Predicting product sales based on advertising expenditures across various platforms.
##Problem Statement Sales prediction means predicting how much of a product people will buy based on factors such as the amount you spend to advertise your product, the segment of people you advertise for, or the platform you are Advertising on about your product.
Typically, a product and service-based business always need their Data Scientist to predict their future sales with every step they take to manipulate the cost of advertising their product. So let’s start the task of sales prediction with machine learning using Python.
To predict how much of a product consumers will purchase based on advertising budgets, a machine learning analysis was performed using a dataset of 200 entries. The analysis focused on the relationship between advertising spend across three channels (TV, Radio, and Newspaper) and the resulting Sales.
The objective of this analysis was to determine how advertising expenditures influence product sales to help the business optimize its marketing budget for maximum revenue.
- Advertising Allocation: On average, the business spends significantly more on TV advertising ($147.04) than on Radio ($23.26) or Newspaper ($30.55).
- Sales Performance: Sales figures range from a minimum of 1.6 to a maximum of 27.0 units, with an average of 14.02 units.
- Data Integrity: The dataset was found to be clean, with no null or duplicate values, ensuring a reliable basis for statistical modeling.
- Exploratory Data Analysis (EDA): Visual inspections using histograms and boxplots were used to understand distributions and identify potential outliers.
- Data Preprocessing: Redundant columns (such as index identifiers) were removed to streamline the modeling process.
- Modeling: The project implements statistical techniques, specifically Linear Regression (using the statsmodels library), to establish the mathematical relationship between the independent variables (ad spend) and the dependent variable (Sales).
The analysis provides a framework for data-driven decision-making. By leveraging the regression models developed in this project, the business can manipulate advertising costs across platforms to forecast future sales with high accuracy, ultimately allowing for a more efficient and effective distribution of the marketing budget.

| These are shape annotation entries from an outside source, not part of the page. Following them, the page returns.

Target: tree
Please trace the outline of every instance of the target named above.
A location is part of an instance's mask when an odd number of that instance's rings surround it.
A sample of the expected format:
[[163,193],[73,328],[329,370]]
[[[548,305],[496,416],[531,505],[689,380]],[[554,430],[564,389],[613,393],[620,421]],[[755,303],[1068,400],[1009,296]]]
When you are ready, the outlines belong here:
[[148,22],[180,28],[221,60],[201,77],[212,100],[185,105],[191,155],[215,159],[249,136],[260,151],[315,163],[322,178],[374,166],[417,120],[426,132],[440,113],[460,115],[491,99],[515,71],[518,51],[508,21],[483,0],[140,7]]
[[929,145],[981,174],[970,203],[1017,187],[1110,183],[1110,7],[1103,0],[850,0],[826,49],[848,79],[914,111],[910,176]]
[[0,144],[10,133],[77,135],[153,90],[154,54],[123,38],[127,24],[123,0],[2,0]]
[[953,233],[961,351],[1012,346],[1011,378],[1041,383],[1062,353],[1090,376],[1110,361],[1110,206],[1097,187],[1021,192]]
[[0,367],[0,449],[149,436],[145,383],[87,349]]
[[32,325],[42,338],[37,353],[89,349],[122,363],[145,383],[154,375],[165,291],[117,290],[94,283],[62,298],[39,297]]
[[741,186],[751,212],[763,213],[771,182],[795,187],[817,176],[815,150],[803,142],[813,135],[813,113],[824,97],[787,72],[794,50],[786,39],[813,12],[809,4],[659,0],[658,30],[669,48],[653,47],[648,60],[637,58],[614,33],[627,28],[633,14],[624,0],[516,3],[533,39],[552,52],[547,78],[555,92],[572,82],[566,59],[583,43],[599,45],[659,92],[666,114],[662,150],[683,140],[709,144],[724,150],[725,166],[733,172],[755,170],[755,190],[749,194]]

├── Advertising.csv # Dataset containing advertising spend and sales data
├── Sales Prediction.ipynb # Jupyter Notebook containing the full analysis
└── README.md # Project documentation
- Python 3.8 or higher
- Jupyter Notebook or JupyterLab
The following Python libraries are required to run the analysis:
- pandas
- numpy
- seaborn
- matplotlib
- statsmodels
- Clone the repository to your local machine.
- Ensure the dataset
Advertising.csvis in the same directory as the notebook. - Install the required dependencies via pip:
pip install pandas numpy seaborn matplotlib statsmodels
- Launch the Jupyter Notebook and execute the cells sequentially to reproduce the analysis.
The project follows a standard data science pipeline:
- Data Loading: Importing the dataset into a pandas DataFrame.

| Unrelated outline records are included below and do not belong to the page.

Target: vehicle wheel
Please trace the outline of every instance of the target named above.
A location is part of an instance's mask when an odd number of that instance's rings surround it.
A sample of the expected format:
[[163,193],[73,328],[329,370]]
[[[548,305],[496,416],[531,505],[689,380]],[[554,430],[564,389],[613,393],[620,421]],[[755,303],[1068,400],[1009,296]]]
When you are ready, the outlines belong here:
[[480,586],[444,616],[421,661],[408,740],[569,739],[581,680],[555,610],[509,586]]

- Cleaning: Dropping unnecessary columns and verifying data quality.
- Visualization: Creating boxplots and histograms to identify data spread and outliers.
- Statistical Analysis: Describing the data to extract mean, standard deviation, and range.
- Regression Modeling: Building models to quantify the impact of each advertising medium on total sales.
This project is licensed under the MIT License. See the LICENSE file for more details.